Stargate made a name for itself back in 1994 by crossing science fiction space adventure with ancient mythology. In the movie (and later the TV series) the people of the planet Abydos were descended from ancient Egyptians, transplanted through the Stargate by evil aliens to work as slaves.
To add a dose of realism to this fantastical story, Stargate director Roland Emmerich and writer-producer Dean Devlin called upon ancient linguist Stuart Tyson Smith — professor of anthropology at the University of California Santa Barbara. He helped to develop the Abydonian language and coached the actors on some authentic pronunciation. (Smith also returned for the 2018 Web series Stargate Origins.)
“Ancient Egyptian hieroglphs, even though they look like picture writing, are actually primarily phonetic,” Smith explains. And a few of these are connected with the spelling of a word … although, as in many Semitic languages, there are no vowels to help out with pronunciation clues.
“They combine them in this very complicated system. The total number of signs is about 700 — so it’s a little tricky. The question of why they didn’t have vowels is a good one, and the thinking is [that] in a way it wasn’t really needed as much as in Indo-European languages.”

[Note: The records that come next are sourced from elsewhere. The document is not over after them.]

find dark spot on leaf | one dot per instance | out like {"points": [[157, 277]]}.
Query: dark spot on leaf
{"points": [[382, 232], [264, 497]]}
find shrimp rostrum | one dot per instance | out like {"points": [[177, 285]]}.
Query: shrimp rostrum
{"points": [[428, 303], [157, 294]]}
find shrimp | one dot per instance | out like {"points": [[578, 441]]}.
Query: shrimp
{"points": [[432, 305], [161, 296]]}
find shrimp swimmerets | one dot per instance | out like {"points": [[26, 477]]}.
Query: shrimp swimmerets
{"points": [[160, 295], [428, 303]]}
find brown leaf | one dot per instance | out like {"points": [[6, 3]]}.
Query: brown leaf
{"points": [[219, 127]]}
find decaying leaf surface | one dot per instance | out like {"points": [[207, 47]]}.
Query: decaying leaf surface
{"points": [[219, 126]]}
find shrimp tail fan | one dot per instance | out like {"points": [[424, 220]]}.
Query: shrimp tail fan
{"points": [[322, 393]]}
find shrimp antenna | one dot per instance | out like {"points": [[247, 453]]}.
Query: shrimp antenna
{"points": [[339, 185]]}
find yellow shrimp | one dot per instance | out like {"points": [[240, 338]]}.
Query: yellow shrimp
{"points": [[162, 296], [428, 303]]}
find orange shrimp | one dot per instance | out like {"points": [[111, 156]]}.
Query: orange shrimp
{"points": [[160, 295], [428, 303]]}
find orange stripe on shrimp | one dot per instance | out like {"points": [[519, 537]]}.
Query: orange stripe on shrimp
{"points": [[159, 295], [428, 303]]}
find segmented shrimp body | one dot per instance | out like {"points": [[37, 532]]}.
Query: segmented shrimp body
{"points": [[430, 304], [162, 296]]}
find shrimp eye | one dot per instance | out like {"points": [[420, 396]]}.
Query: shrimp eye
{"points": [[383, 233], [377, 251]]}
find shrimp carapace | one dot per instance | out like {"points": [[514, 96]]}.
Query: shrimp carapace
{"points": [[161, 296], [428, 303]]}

In this special conversation with “Dial the Gate,” Professor Smith talks about his fascinating work as an historical consultant (he also worked on The Mummy), and just how it is that scholars know what ancient Egyptian language really sounded like.
Watch this short clip for more:
As an on-set coordinator for the cast of 1994’s Stargate, Smith taught the cast members to pronounce their Abydonian dialogue in a more authentic way. This leads, for example, to the name “REE-ou” (or “REE-ah”) rather than “Ra.”

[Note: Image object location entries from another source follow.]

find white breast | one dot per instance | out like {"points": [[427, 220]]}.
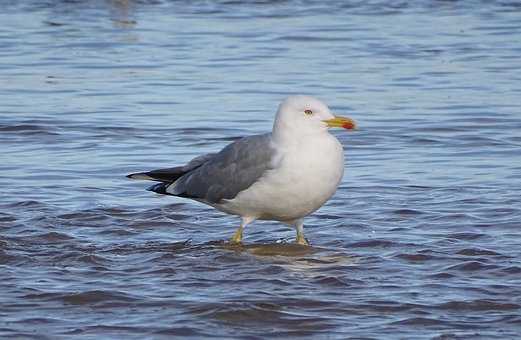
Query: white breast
{"points": [[307, 175]]}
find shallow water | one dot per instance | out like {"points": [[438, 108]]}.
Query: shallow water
{"points": [[422, 239]]}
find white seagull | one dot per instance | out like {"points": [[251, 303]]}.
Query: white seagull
{"points": [[283, 175]]}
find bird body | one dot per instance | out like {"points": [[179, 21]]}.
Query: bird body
{"points": [[306, 173], [284, 175]]}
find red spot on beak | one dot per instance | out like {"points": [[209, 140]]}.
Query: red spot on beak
{"points": [[348, 125]]}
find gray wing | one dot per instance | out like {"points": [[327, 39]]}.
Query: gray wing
{"points": [[169, 175], [232, 170]]}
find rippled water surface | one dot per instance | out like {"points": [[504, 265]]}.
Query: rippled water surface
{"points": [[422, 239]]}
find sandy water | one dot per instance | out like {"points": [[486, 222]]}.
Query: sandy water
{"points": [[422, 239]]}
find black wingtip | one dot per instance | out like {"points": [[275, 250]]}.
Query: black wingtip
{"points": [[159, 188]]}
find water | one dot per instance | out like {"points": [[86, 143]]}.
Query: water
{"points": [[422, 239]]}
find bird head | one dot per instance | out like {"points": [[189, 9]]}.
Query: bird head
{"points": [[307, 115]]}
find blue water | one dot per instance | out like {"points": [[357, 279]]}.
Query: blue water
{"points": [[422, 239]]}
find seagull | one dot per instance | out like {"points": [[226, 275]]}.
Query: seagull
{"points": [[283, 175]]}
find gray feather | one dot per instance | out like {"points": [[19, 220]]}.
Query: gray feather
{"points": [[232, 170]]}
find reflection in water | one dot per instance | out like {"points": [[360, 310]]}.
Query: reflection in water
{"points": [[122, 13]]}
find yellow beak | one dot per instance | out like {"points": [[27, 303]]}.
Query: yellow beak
{"points": [[346, 123]]}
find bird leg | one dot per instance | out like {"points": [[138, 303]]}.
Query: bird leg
{"points": [[301, 239], [237, 237]]}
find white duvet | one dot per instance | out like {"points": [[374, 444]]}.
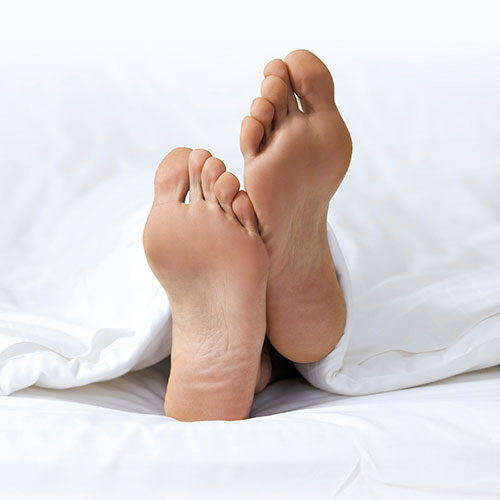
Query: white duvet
{"points": [[417, 218]]}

Daniel Jackson’s (James Spader) difficulty in understanding and pronouncing the Abydonian language also featured into the movie. Although the evil sun god Ra had outlawed reading and writing on the distant planet, the Abydonian woman Sha’uri (Mili Avital) showed Jackson a cave with hidden writing on the wall — giving the two a common point of reference to begin communicating.
“For us reading ancient Egyptian, it’s a pain,” Smith said. “I would really love to have the vowels! So if you really want to understand how the language works you need to be able to reconstruct those vowels and the syllabic structure of the language, which isn’t obvious from these consonantal skeletons.”
Smith explains that Coptic helps a lot here, too: it’s a version of ancient Egyptian that survives to this day, particularly in liturgical use in the Coptic Christian churches. “So that maintained pronunciations from about the second century C.E. (when the language was written down, using a modified Greek alphabet which included vowels. And that gives us a baseline pronunciation from right at that time.”